It’s difficult to predict the future of field service. There are no crystal balls; there are no sure things. But an easy way to make it look like you can predict the future is to look at the past and the present. And what the present and past have to say about the future of service can be read, like tea leaves at the bottom of a porcelain cup.
What the Past Can Tell Us About the Future
The service industry has grown immensely in the past few decades. Value generated by service has grown to 64% of global GDP. That’s a 10% increase in less than 25 years! Compared to manufacturing (15%) and industry (including construction) (25%), the service industry is the largest by far, and continues to grow.
These figures can also show us the resilience of the field service industry. Of the above three industries listed, only the service industry did not lose share of the global GDP after the recession of 2008. In fact, the service industry grew nearly 2% from 2008 to 2009!
What the Present Can Tell Us About the Future of Field Service
There’s no better way to find out what people are planning to do than asking them. And the Strategies For Growth Remote Expertise Survey did just that, interviewing more than 20,000 global services professionals.
When asked about remote assistance software, 55% of those surveyed were already using software like Help Lightning to help conduct service calls. Furthermore, 21% reported that they were going to be using Remote Expertise within a five-year window. That means that within five years 76-85% of field service organizations will be utilizing remote assistance software to improve their service calls.
The Most Telling Figures
Another question on the Strategies For Growth Survey was about potential obstacles in moving to Remote Expertise. Among every single person surveyed, not one respondent indicated that the lack of a service mentality or the cost of or confusion about servitization would be limiting factors in a Remote Assistance program roll out. In addition, no respondents felt that senior management would be unwilling to change an existing business model which has been relatively successful so far.
This strongly suggests that the market is mostly ready to move. This is a sentiment echoed by Kevin Johnson, Help Lightning’s Director of Marketing. And, according to him, the other fears preventing companies from switching to Remote Expertise are almost entirely pushed aside after seeing the program firsthand. “Once a prospect actually sees Remote Expertise executed in a real-life example, it practically sells itself,” says Johnson. “The visual nature of the tool, coupled with the ease of operating, makes it a natural consideration for just about any services organization.”

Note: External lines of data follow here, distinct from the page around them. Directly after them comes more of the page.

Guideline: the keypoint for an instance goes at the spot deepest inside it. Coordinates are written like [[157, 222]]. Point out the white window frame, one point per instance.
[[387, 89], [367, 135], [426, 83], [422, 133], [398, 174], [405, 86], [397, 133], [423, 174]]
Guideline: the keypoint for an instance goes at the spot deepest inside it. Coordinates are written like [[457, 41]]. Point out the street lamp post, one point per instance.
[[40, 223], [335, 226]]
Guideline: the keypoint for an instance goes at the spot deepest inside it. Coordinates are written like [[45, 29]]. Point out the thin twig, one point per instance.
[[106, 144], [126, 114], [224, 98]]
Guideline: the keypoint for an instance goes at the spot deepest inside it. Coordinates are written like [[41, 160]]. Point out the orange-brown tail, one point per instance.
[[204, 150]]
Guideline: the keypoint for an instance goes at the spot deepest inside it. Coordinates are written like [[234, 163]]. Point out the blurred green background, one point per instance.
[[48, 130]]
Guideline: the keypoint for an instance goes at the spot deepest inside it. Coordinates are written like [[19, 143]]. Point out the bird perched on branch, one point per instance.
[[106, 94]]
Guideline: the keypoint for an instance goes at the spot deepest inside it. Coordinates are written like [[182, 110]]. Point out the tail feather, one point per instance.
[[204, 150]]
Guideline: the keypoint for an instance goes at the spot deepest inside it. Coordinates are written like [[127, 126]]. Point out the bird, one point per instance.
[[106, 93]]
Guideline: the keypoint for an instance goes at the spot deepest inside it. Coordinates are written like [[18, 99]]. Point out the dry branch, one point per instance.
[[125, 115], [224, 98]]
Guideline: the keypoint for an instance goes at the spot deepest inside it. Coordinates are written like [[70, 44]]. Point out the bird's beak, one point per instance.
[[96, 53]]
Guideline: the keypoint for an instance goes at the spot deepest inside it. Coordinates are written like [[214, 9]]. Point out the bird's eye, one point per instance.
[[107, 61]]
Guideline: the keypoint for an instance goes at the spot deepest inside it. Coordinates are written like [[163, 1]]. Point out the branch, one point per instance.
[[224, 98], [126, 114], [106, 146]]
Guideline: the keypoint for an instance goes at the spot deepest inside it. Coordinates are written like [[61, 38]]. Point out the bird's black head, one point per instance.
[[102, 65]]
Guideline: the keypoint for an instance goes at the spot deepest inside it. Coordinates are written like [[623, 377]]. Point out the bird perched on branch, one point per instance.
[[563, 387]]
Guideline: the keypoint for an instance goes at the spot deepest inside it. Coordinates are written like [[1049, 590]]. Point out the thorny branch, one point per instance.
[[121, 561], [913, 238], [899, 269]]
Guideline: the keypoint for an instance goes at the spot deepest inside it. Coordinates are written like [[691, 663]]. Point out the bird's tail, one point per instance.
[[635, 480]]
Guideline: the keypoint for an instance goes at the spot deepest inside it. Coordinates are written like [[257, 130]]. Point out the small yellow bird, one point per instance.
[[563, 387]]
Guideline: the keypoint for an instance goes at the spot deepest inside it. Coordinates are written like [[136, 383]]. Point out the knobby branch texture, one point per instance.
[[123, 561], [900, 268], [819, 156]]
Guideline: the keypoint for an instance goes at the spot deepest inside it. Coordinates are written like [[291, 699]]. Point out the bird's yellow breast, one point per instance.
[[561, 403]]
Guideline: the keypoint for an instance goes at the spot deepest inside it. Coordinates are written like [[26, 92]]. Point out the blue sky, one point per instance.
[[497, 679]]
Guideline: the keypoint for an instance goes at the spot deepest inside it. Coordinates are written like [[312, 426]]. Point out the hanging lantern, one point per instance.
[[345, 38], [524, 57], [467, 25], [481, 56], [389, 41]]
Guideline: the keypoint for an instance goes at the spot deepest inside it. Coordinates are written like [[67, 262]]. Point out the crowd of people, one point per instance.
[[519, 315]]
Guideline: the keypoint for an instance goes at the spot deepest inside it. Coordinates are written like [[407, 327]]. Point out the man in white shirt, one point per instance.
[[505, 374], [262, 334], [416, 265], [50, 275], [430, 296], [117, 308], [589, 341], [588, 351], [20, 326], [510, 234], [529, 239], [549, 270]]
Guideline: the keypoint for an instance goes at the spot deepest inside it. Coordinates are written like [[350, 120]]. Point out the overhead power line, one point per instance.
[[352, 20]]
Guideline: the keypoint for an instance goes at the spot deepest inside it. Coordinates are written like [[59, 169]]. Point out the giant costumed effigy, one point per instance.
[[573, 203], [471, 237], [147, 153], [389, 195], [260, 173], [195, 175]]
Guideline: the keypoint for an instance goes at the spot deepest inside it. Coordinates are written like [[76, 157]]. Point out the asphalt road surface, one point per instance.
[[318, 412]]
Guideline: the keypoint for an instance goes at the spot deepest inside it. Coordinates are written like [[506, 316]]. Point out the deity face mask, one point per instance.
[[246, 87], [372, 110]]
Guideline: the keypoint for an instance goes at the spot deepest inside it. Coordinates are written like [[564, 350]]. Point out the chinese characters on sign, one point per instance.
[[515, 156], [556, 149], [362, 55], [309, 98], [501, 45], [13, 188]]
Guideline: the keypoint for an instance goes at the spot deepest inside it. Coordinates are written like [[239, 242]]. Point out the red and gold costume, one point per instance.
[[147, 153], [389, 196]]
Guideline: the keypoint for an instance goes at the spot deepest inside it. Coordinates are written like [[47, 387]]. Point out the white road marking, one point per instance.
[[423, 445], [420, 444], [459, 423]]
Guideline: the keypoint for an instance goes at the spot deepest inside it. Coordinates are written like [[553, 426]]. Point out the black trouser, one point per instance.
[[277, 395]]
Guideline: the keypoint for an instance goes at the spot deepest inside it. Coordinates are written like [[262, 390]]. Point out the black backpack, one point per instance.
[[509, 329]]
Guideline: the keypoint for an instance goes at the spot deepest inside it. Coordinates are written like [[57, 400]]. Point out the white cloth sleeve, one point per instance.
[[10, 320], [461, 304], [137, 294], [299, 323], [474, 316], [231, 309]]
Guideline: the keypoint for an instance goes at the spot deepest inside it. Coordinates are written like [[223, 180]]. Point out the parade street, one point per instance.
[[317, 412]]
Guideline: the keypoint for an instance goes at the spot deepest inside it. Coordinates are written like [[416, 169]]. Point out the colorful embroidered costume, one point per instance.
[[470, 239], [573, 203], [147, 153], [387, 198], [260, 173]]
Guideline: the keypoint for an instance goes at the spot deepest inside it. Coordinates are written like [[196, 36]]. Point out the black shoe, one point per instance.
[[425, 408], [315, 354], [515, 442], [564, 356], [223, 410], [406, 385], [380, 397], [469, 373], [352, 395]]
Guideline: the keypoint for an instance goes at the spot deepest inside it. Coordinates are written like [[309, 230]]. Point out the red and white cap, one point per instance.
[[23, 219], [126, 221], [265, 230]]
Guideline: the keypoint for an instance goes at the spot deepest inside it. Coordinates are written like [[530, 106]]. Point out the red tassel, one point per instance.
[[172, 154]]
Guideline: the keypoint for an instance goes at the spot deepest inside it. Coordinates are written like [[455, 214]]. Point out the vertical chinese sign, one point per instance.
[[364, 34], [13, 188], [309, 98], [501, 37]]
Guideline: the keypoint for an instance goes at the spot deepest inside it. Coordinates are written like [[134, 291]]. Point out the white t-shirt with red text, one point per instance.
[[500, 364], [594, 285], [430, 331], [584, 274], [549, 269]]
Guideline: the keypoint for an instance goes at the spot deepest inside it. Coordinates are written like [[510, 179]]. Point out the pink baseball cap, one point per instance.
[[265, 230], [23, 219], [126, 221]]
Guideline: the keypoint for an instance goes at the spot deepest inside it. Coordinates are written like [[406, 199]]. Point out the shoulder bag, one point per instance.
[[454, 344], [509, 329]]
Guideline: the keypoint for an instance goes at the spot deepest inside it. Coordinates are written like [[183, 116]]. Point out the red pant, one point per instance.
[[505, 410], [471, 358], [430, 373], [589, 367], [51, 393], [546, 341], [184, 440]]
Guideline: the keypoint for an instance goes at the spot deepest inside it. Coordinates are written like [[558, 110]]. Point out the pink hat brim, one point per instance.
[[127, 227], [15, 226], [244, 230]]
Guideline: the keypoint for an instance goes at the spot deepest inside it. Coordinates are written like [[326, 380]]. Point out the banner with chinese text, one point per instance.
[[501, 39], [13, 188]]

As such, the findings from the 2020 Remote Expertise Survey clearly reflect a strong level of receptivity and acceptance of Remote Expertise. Strategies For Growth strongly indicated that the adoption of the Remote Expertise service delivery model – and the drive to move toward that business model in a well-planned and expedient manner – will continue to accelerate throughout 2020 – and beyond.
How Help Lightning Defines That Future of Field Service
When someone encounters a production maintenance issue, they need an expert to be onsite immediately. In an online help session, two video streams become merged into one. Therefore, users can collaborate and resolve an issue together. The remote expert can actually insert their hand, use tools, and share documents. This simplifies the problem-solving process. Easy, right?
Using mobile devices, experts can now work with a partner as though they were side-by-side. You can annotate, or write across the screen. It’s easy to freeze images and use hand gestures. You can even import documents and add real objects into the merged reality environment. So, using Help Lightning, experts can solve any problem, even from thousands of miles away.
The writing is on the walls: the service industry is adopting Remote Assistance Software, sooner rather than later. You may not think you need it now, but the future of service is remote service first; don’t get left in the past.